CRYSTALLIZATION PROCESS OF FE80P20-XSIX AMORPHOUS-ALLOYS

The crystallization process of Fe80P20-xSix amorphous alloys has been studied by electrical resistivity, X-ray diffraction, neutron diffraction, and transmission electron microscopy. This process is classified into two different patterns with a boundary of 6 at%Si. In the alloys containing less than 6 at%Si, alpha-Fe and Fe3P, both of which are stable phases, precipitate from the amorphous matrix directly. In the crystallization of the amorphous alloys containing over 6 at%Si, two complex phases are observed in the early stages. We found that these two phases are isostructural with the alpha-Mn type and beta-Mn type phase.
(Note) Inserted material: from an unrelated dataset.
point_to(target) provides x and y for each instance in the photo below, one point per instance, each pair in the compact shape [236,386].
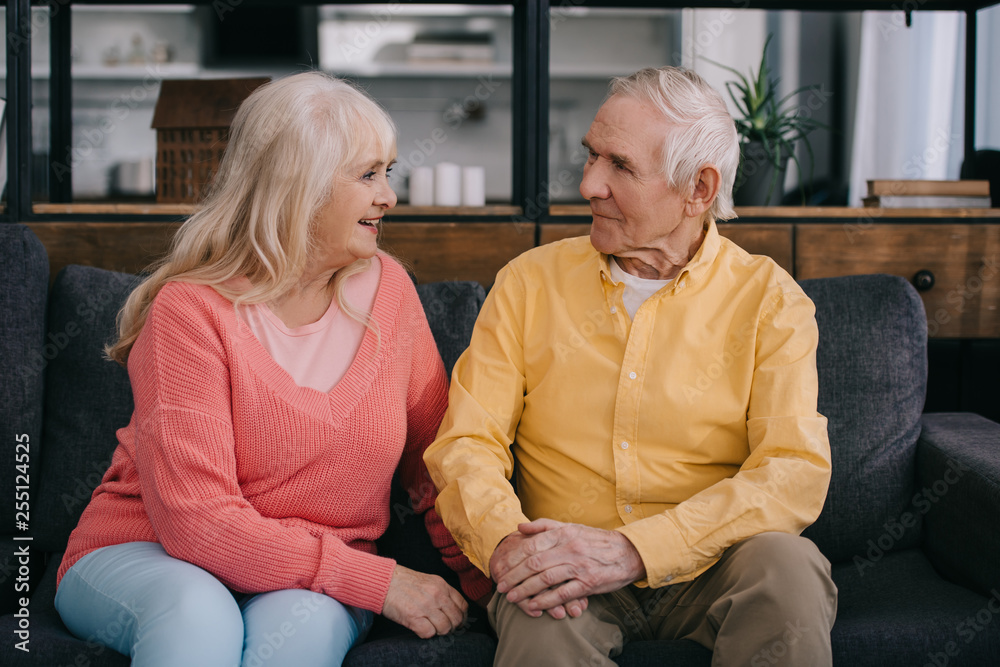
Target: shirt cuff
[667,557]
After these two metastable phases disappear, another metastable phase which is probably Fe2P appears. In the final stage of the crystallization, however, existing crystalline phases are stable alpha-Fe (or ordered Fe3Si) and Fe3P. In the isothermal crystallization process of the Fe80P14Si6 amorphous alloy, only the alpha-Mn type phase is observed as the metastable phase at high temperatures such as 683, 703 and 723 K; however, at a lower temperature such as 668 K, no metastable phase is observed. The precipitation of the metastable alpha-Mn type and/or beta-Mn type phases, which consist of the Frank-Kasper coordination polyhedra, can be closely related to the local structure in these amorphous alloys.